And by hot air we should means all that universe comprised between frippery and junk.

Anything may be found between these extremes and if we don't want to get lost into it, we need to focus on one aspect.

Our eyes today are set on the 'Medellín Cartel' side of TV ads.

Even the least intelligent of chimpanzees, if placed in front of a TV, may notice that in car ads cars go about in completely deserted, nice and smooth streets, where there are no traffic jams and no pedestrians whatsoever. But we never notice that there are no traffic policemen, which is actually a nice touch of truth.

Even anosmic people notice that perfume ads have raspy sensual male or female voices in the background and that those voices always pronounce the usual French sentence with a heavy English accent. French sentence in an English accent - how terribly snob.
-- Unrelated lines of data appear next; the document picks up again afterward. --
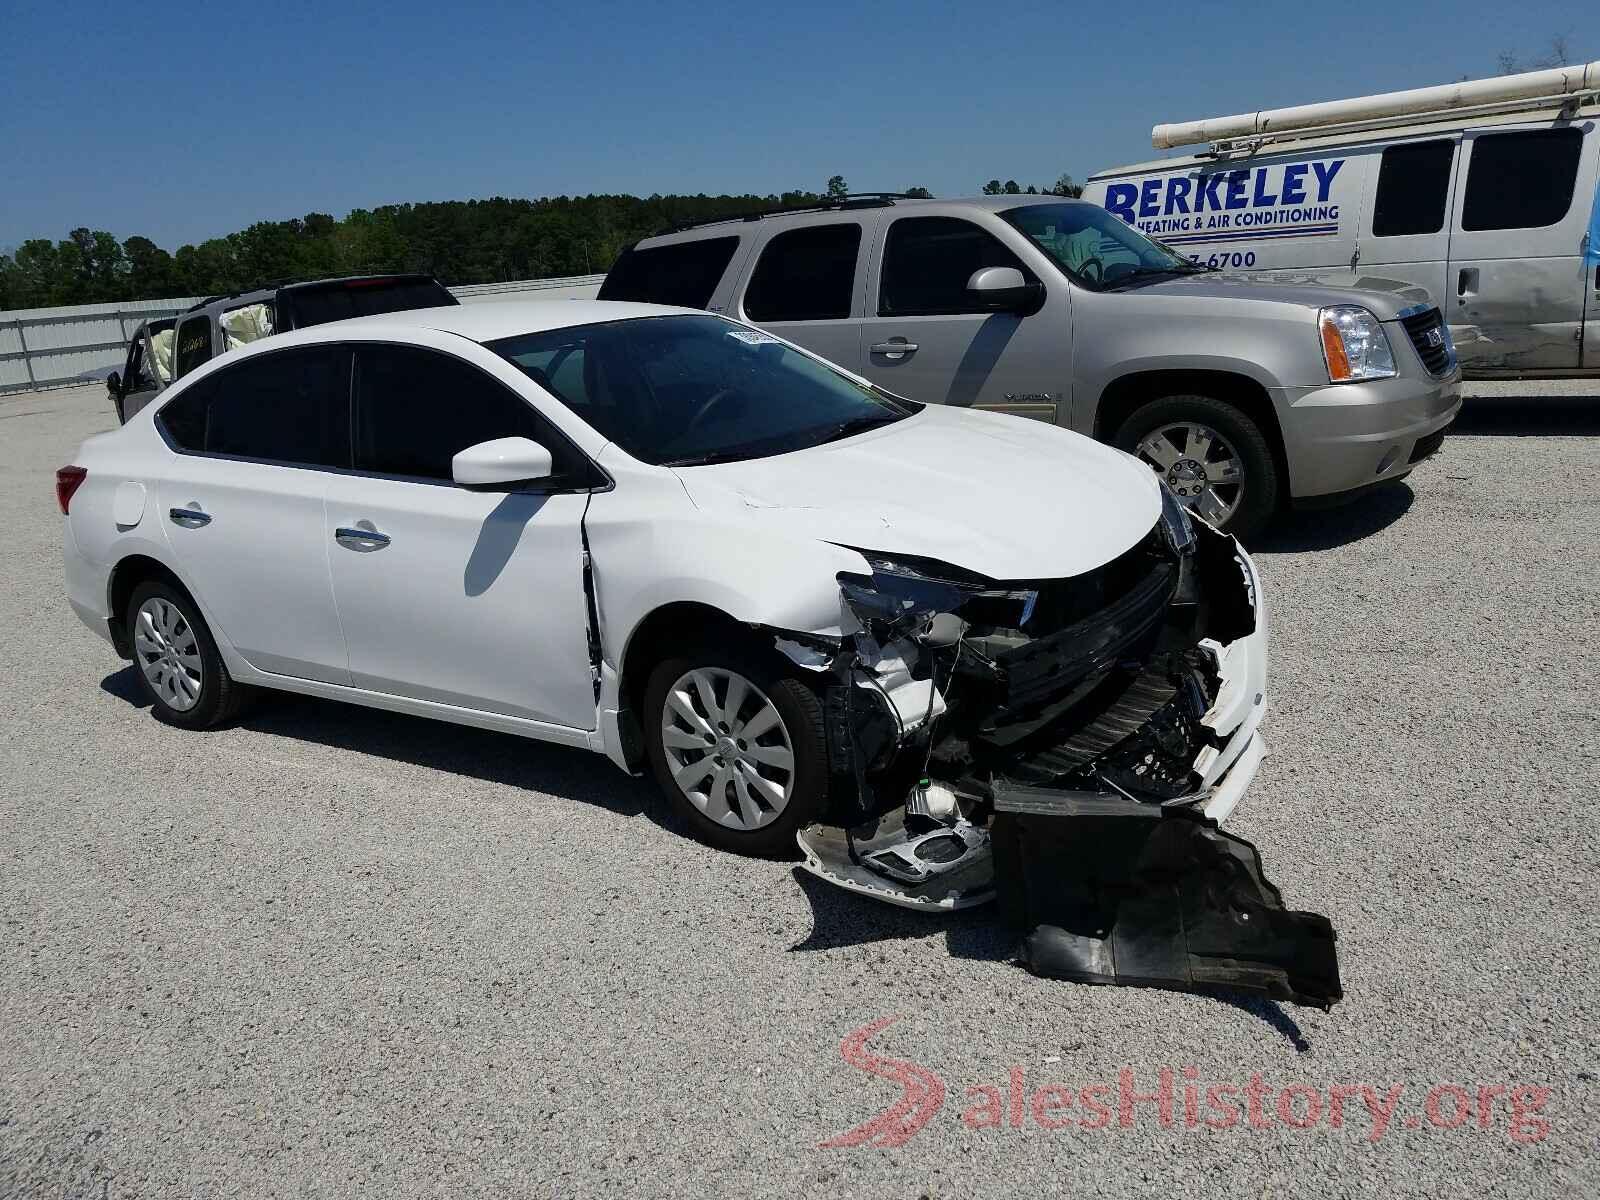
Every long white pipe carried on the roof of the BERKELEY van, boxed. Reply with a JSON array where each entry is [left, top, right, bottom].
[[1150, 61, 1600, 154]]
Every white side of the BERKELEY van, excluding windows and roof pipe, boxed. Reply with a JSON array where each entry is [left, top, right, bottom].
[[1083, 112, 1600, 378]]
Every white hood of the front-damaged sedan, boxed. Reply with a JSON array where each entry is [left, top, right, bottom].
[[675, 405, 1162, 579]]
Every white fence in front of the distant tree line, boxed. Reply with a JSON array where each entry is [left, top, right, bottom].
[[0, 275, 605, 394]]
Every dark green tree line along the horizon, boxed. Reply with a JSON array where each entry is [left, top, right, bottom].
[[0, 176, 1070, 309]]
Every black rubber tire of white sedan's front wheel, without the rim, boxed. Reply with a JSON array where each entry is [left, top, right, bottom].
[[642, 645, 829, 858]]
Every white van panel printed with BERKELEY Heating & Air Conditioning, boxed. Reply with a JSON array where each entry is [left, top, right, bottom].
[[1083, 146, 1379, 270]]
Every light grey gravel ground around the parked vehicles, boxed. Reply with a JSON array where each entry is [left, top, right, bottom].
[[0, 384, 1600, 1198]]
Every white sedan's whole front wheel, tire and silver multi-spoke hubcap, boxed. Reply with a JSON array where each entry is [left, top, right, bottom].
[[643, 650, 827, 854]]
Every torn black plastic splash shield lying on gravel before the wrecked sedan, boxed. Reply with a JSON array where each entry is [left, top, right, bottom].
[[990, 784, 1344, 1010]]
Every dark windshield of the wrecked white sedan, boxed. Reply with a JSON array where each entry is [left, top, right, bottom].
[[488, 315, 920, 466]]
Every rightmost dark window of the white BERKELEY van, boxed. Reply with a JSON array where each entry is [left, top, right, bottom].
[[1461, 128, 1584, 230]]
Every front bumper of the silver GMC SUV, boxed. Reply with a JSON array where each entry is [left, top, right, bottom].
[[1274, 368, 1461, 499]]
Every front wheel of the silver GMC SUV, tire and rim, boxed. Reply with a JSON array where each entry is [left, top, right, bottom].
[[1112, 395, 1283, 538]]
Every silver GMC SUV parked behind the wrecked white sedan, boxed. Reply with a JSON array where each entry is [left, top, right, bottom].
[[600, 194, 1461, 534]]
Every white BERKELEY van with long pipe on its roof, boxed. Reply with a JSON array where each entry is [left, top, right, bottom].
[[1083, 62, 1600, 378]]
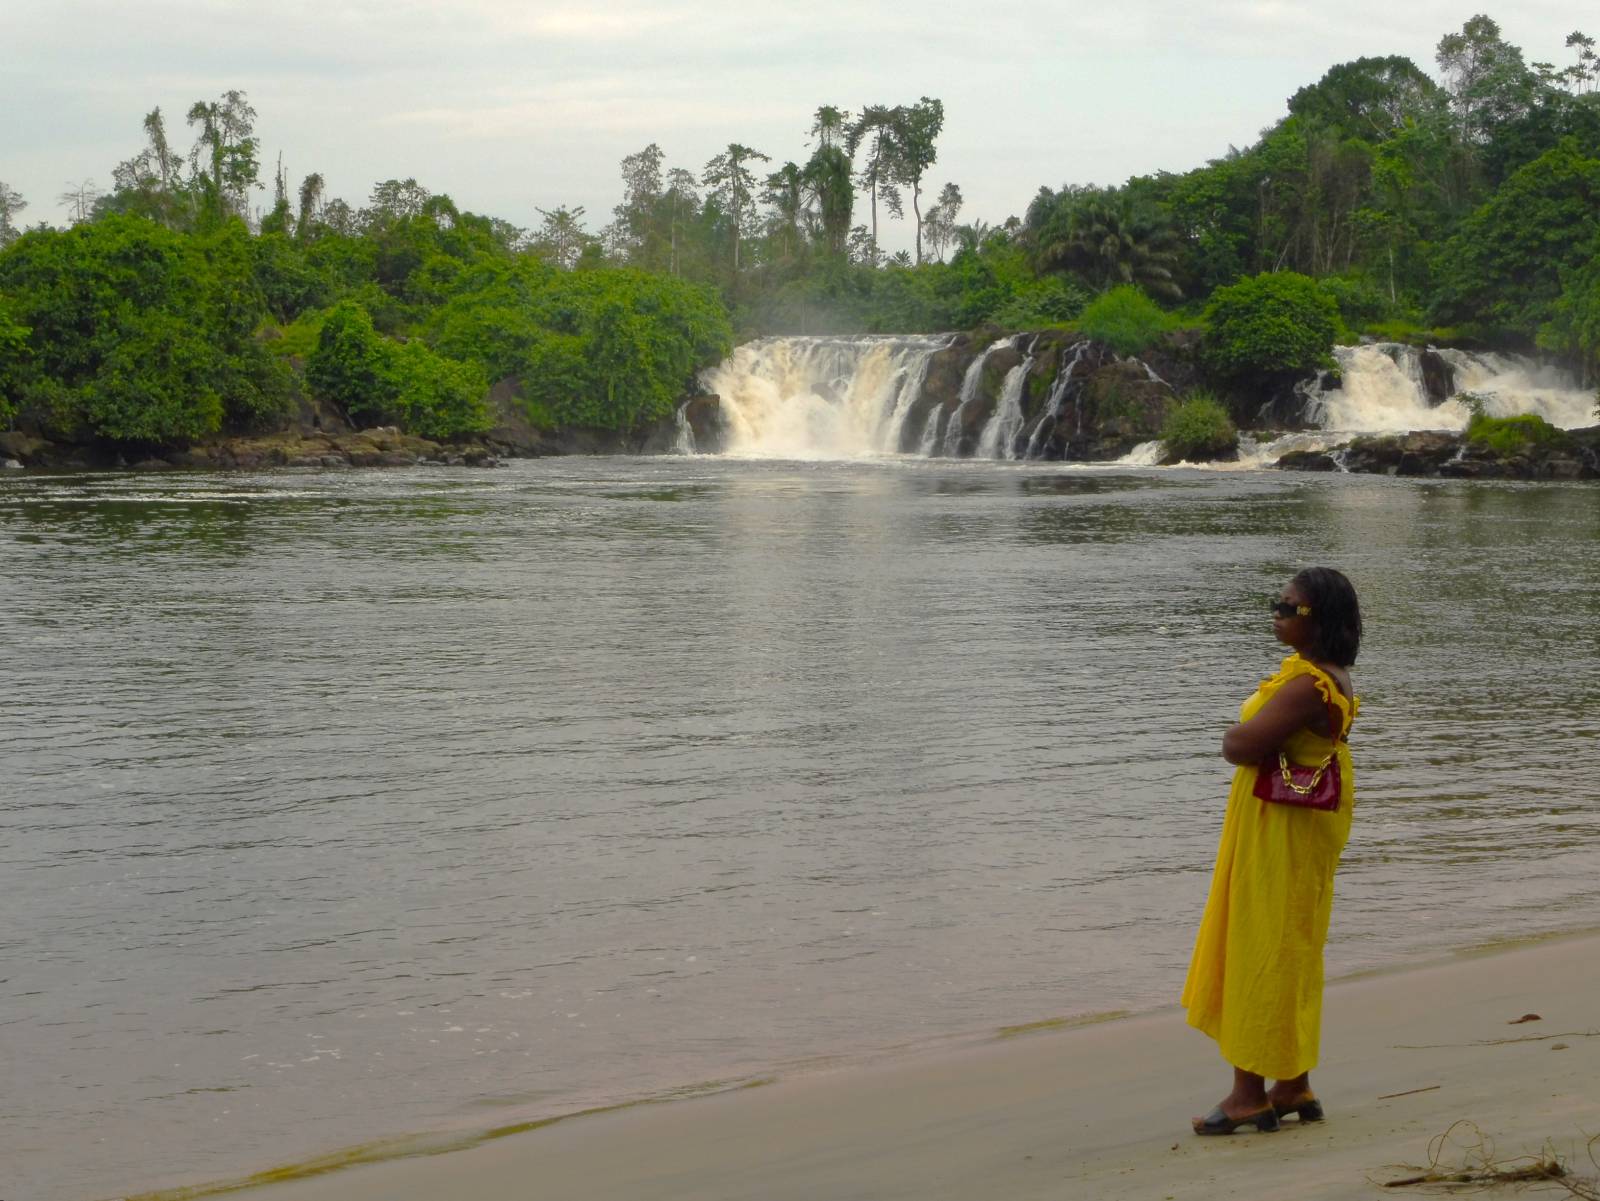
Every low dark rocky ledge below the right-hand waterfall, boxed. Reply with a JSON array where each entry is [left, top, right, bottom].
[[1277, 425, 1600, 480]]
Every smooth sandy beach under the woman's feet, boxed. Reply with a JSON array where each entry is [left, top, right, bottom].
[[193, 934, 1600, 1201]]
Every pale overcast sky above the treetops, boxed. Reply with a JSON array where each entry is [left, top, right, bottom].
[[0, 0, 1600, 246]]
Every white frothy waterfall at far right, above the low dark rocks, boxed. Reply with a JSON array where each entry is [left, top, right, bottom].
[[1306, 342, 1595, 433]]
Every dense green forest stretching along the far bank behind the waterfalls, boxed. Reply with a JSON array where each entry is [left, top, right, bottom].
[[0, 16, 1600, 445]]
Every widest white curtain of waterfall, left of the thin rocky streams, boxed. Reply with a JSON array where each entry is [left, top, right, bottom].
[[701, 334, 950, 459]]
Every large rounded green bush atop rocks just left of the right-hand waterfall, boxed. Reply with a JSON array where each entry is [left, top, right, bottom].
[[1202, 272, 1344, 385]]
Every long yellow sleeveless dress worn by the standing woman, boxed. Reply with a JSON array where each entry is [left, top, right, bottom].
[[1182, 654, 1360, 1079]]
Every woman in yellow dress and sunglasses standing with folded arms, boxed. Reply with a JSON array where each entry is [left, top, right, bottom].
[[1182, 568, 1362, 1134]]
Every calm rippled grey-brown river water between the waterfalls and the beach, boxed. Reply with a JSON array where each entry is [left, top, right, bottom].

When a house appears on TV, be it Italian or foreign, a variety of detergents are used: these houses are a furniture showroom from a distance and a nasty colony of germs if you have a closer look. Leaving aside the fact that life is a nasty colony of germs and that total sterility is extinction, one might have the impression that real life almost never is what one sees on TV during those ads that are too often interrupted by programmes.

Should we report awful ads? Of course we should.

But here's a modest suggestion: also take notice of what is good. Notice well-done ads as well. True, we will not find The Good News anymore, not even in the parish magazine, but we should also stop encouraging the fact that the only things that make the news are disasters, catastrophes, disgraces, cataclysms, slaughter and massacres.

This way we can be spared a visit to the psychologist, who keeps repeating that we should think positive.